Medicare compensates Medicare Advantage plans based, in part, on diagnosis codes, in an effort to pay more money for insuring sick patients than for less-sick patients. In response to this, some managed care plans have endeavored to find ways to add diagnosis codes because more diagnosis codes in general means more money.

The clear black-and-white line some managed care providers cross is when they add diagnosis codes that are plainly unsupported from a patient’s underlying medical records. Settlements based on that issue have been steadily announced by DOJ over the past several years, with the latest announcement coming on July 31, 2023.

That settlement involved one of Maine’s largest provider groups, Martin’s Pointe Health Care, which like many providers had created its own managed care plan years back, and found itself in the Justice Department’s crosshairs when its manager of “Medicare Risk Adjustment Operations” filed a qui tam in 2018 alleging wrongful chart review.[1] After an investigation, the Justice Department settled with Martin’s Point based on the managed care plan’s purported reporting of diagnosis codes to Medicare “that were unsupported, unsubstantiated, and invalid based on the underlying medical records.”[2] Because of that conduct, Martin’s Point agreed to settle for over $22 million, with the whistleblower receiving $3.8 million for her share.[3]

While the Justice Department settled with Martin’s Point on the issue of submitting flatly unsupported diagnoses, there was an additional allegation in the Martin’s Point whistleblower’s qui tam that providers with a managed care plan should be aware of: conducting “one-way chart review.”[4]

The Gray-Area Issue: One-Way Chart Review

While chart review typically involves a search for diagnoses not currently reported to Medicare, the undertaking of chart review introduces a conundrum of interest to the Justice Department: that it could also reveal diagnosis codes that were incorrectly reported to Medicare and for which the managed care plan has received and continues to receive improper funds through erroneously reported risk adjustment calculations. The question here is: if chart review identifies missing diagnosis codes, wouldn’t it also necessarily see inappropriately reported codes too?

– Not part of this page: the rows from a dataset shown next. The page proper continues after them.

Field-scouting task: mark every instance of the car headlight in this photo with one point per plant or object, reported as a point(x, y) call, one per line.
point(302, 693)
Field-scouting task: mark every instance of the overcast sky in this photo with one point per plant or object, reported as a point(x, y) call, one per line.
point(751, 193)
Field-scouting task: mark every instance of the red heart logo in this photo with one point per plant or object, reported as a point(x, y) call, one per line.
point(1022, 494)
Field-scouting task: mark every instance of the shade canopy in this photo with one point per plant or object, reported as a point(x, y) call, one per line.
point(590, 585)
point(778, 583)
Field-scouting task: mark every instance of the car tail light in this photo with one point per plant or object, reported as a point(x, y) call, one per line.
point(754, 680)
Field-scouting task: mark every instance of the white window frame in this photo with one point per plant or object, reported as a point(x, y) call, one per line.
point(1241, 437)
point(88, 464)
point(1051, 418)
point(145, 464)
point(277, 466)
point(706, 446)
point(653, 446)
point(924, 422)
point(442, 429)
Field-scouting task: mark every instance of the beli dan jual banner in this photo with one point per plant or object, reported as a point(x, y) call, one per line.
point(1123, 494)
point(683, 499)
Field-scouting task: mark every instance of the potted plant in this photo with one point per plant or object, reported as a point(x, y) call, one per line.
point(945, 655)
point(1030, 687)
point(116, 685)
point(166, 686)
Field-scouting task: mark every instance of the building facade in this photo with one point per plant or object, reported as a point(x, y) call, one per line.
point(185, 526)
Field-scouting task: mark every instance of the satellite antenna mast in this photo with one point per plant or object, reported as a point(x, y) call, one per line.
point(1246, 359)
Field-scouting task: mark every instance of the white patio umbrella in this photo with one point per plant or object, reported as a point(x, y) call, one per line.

That is the one-way chart review issue: managed care plans undertaking efforts to find additional diagnosis codes but turning a blind eye to inappropriate ones.

The Justice Department has attempted to enforce its one-way chart review theory with mixed results, as some courts have been less than receptive of the legal theory[5] while others have embraced it.[6] The result is a currently muddled legal landscape, but the upshot for providers with managed care plans is this: the Justice Department is looking closely at plans for facts that fit the requirements of a False Claims Act case, and plans should be ready to defend themselves if accused of fraud by the government. This is especially relevant given today’s False Claims Act trend of whistleblower action following major Justice Department results in an area, such as when the Martin’s Point whistleblower filed her qui tam in the months following DOJ’s first large managed care plan settlement with Freedom Health. The whistleblower bar is sure to take note of the allegations in the Martin’s Point settlement and find whistleblowers within other provider-owned managed care plans to bring similar qui tams.

[1] See United States ex rel. Wilbur v. Martin’s Point Health Care, Inc., 2:18-cv-254, Doc. 1 (D. Me.) (whistleblower’s complaint); see also id., ¶ 21 (stating whistleblower’s role with Martin’s Point).

[2] Settlement Agreement Between United States and Martin’s Point, available at

[3] Id.

[4] Wilbur, Doc. 1, ¶¶ 22, 97–106, 110.

[5] See, e.g., United States v. Scan Health Plan et al., 09-cv-5013, Doc. 340, 2017 WL 4564722 (C.D. Cal. Nov. 5, 2017) (dismissing one-way chart review theory as insufficiently pled with respect to materiality, but allowing only eight days for the United States to amend its complaint to sufficiently plead materiality). The government opted against amending its complaint and dismissed its case on the day amended pleadings were due. See id., Doc. 341 (United States’ notice of dismissal).

[6] See, e.g., United States ex rel. Ormsby v. Sutter Health, et al., 444 F.Supp.3d 1010 (N.D. Cal. 2020) (order denying motion to dismiss complaint premised on one-way review theory).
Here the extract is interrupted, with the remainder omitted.